Please login first
Multi Modal Human Action Segmentation using Skeletal Video Ensembles
* 1 , 2
1  PhD Student at the University of Ottawa
2  Professor at University of Ottawa in the department of Electrical Engineering and Computer Science
Academic Editor: Stefano Mariani


Beyond traditional surveillance applications, sensor-based human action recognition and segmentation responds to a growing demand in the health and safety sector. Among state-of-the-art methods for sensor data analytics, deep learning approaches to human action segmentation can be broadly categorized by two main approaches, namely algorithms that input skeletal sequences, as well as video-based models with RGB, depth, and infrared inputs.
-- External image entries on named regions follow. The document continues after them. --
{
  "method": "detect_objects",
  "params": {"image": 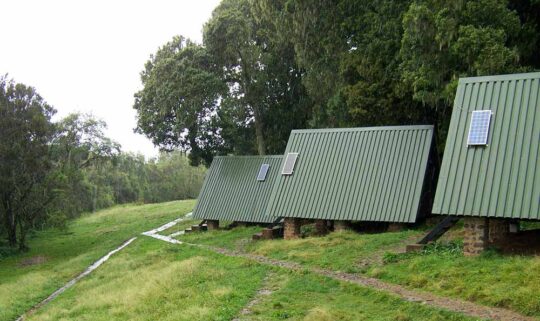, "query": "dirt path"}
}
[232,273,275,321]
[15,237,137,321]
[184,243,537,321]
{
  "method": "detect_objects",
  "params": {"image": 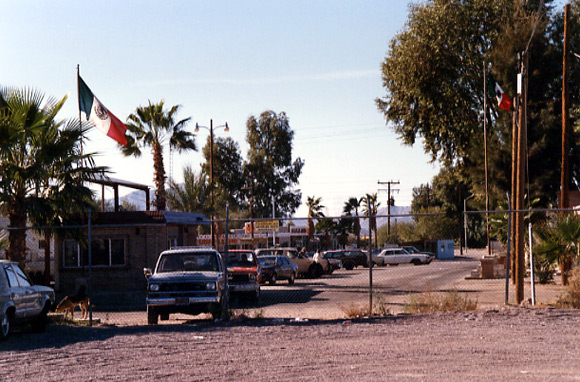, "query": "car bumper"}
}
[145,296,220,306]
[228,284,260,293]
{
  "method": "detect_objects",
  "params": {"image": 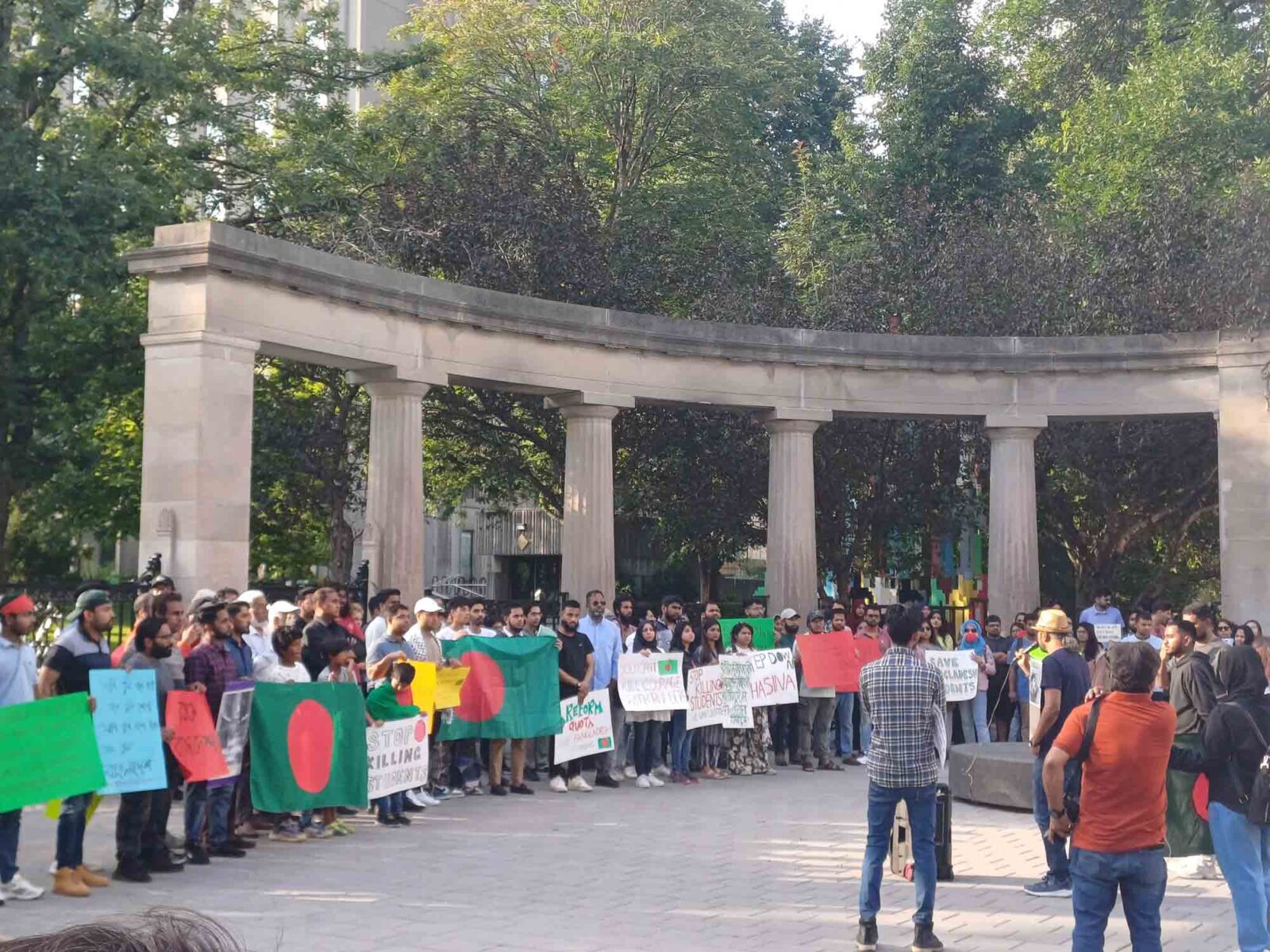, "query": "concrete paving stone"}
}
[0,770,1234,952]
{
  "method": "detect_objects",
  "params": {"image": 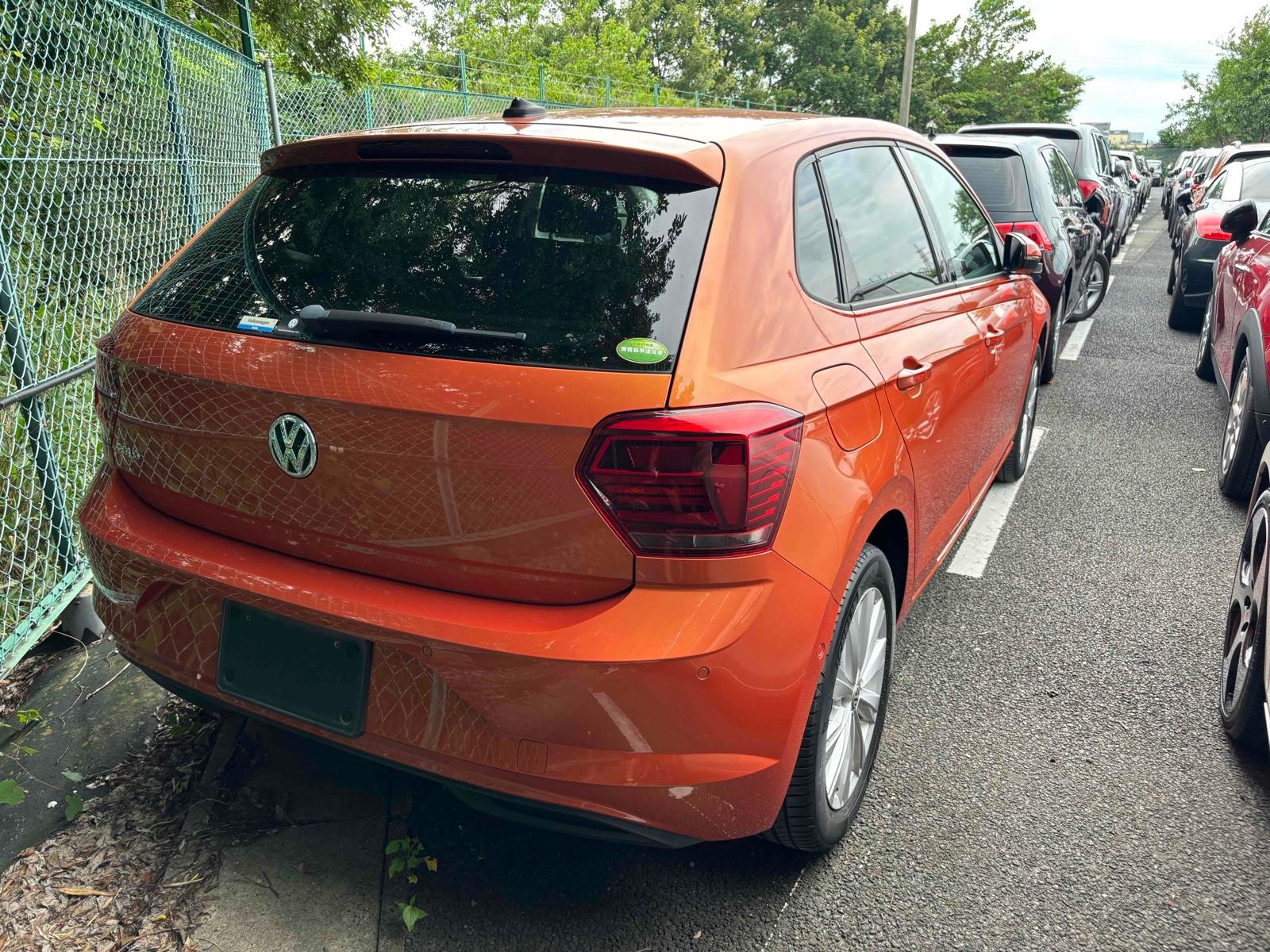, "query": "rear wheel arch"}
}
[865,509,910,611]
[1226,309,1270,414]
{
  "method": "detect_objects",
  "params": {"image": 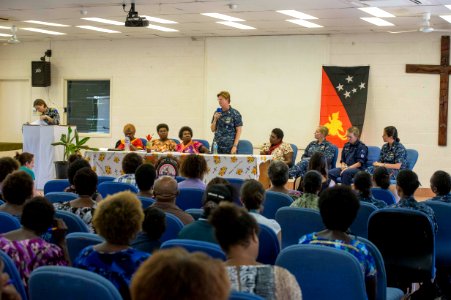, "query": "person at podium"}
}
[33,99,60,125]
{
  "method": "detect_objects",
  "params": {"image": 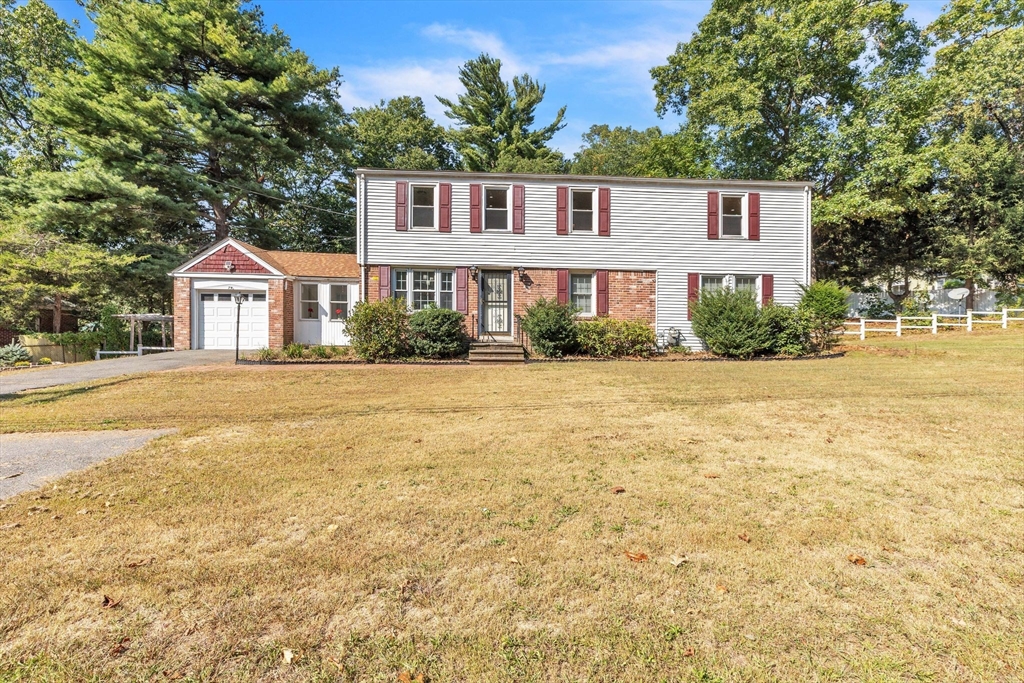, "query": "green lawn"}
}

Recently, skeletal action recognition has largely been dominated by spatio-temporal graph convolutional neural networks (ST-GCN), while video-based action segmentation has seen great performance using 3D convolutional neural networks (3D-CNN), as well as vision transformers. In this paper, we argue that these two inputs are complementary, and develop an approach that achieves superior performance with a multi-modal ensemble. Video action segmentation models typically compute features in an offline phase due to memory constraints inherent to 3D-CNNs, however graph CNNs do not suffer from this problem. Hence, a multi-task GCN is developed that can predict both frame-wise actions as well as sequence-wise action timestamps, allowing for the use of fine-tuned video classification models to classify action segments and achieve refined predictions. Symmetrically, a multi-task video approach is presented that uses a video action segmentation model to predict framewise labels and timestamps, augmented with a skeletal action classification model, yielding improved performance. Finally, an ensemble of segmentation methods for each modality (skeletal, RGB, depth, and infrared) is formulated. Experimental results yield 86% accuracy on the PKU-MMD v2 dataset, representing state-of-the-art performance while also addressing the related over-segmentation problem.

Keywords: Action Segmentation; Deep Learning; Computer Vision; Graph Neural Networks; Convolutional Neural Networks;